My question is this. Throughout our marriage, we have made the choice to not have children. First, I suppose I am always unsure of whether this decision is acceptable in the sight of the Lord. Second, although I know we are in the minority, there seems to be very little support/recognition in the church for couples who do not feel called to be parents. Wouldn't God give me the "motherly instinct" that most other women feel if He wanted me to have children? I feel that in general, the church views having children is a given. There must be other couples in this same situation. We would love some direction here. Your thoughts?
A: Let me start by saying that I completely understand where you are coming from. Sometimes the church teaches and conducts ministry assuming everyone in the congregation is married and has kids. Many times, we unintentionally marginalize singles, single parents, couples who are trying to have children but can't and couples who have chosen to not have children. Much of this centers on what the majority represents, not what the bible mandates.

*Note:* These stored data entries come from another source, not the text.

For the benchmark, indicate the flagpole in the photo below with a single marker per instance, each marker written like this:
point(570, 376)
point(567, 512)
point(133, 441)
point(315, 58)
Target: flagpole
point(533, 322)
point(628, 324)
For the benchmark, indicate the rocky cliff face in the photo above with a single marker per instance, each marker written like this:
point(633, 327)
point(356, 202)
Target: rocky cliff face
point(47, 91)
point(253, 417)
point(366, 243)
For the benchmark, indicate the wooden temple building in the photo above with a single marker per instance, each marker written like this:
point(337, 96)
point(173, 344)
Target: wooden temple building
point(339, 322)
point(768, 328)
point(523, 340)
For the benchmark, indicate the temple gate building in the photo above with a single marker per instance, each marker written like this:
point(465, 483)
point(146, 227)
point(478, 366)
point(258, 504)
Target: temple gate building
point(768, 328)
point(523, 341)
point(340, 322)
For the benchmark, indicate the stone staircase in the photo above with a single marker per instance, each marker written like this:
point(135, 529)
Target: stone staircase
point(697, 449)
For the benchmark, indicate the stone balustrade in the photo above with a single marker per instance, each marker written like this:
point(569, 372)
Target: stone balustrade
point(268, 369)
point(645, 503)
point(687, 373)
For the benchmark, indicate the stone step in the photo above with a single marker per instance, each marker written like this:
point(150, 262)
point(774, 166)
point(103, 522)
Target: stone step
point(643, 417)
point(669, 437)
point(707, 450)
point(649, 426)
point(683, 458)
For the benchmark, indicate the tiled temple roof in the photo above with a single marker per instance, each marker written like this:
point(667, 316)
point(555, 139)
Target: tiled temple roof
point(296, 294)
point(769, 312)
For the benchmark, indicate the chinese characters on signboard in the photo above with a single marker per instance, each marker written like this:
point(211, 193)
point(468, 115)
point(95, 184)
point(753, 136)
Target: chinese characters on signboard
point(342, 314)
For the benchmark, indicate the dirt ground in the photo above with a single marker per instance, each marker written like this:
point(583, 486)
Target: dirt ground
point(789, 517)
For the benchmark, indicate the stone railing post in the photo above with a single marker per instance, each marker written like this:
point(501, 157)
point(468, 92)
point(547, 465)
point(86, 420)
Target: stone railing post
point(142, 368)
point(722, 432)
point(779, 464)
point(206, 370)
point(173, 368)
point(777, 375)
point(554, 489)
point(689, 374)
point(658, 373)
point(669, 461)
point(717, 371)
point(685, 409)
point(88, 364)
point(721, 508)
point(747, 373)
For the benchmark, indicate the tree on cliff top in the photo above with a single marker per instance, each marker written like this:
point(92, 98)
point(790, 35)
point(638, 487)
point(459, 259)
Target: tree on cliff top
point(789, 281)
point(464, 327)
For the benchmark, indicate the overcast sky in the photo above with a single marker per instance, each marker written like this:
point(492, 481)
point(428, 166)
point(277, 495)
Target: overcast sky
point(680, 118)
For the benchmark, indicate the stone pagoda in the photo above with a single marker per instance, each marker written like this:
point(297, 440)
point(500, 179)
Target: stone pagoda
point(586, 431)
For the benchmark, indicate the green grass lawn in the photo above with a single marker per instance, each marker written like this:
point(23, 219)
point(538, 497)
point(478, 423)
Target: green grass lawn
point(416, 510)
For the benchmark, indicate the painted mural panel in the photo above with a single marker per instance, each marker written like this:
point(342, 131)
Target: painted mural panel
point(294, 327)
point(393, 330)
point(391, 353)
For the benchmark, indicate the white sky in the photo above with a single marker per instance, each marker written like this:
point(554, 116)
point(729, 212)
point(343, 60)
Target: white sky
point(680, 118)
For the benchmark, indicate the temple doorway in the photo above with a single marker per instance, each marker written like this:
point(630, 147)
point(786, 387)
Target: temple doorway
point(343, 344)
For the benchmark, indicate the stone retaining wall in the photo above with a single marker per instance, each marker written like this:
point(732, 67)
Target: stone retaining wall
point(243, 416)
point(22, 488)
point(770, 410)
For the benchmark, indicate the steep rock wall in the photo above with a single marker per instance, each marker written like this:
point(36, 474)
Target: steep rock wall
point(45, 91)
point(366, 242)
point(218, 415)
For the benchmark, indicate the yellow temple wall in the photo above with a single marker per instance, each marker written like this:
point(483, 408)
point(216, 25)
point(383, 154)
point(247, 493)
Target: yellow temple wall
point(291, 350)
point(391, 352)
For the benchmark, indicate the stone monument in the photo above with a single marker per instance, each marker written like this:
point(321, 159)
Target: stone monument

First, let me address whether or not your decision is acceptable in the eyes of the Lord. Scripture does not mandate marriage or parenting for each person. The Apostle Paul actually encourages singles, if they can, to stay single in 1 Corinthians 7: "I think that it is good for you to remain as you are" (verse 26). He goes on to say that an unmarried man has more time and energy to devote to ministry. However, if you choose to stay single and not marry, you must also remain a virgin.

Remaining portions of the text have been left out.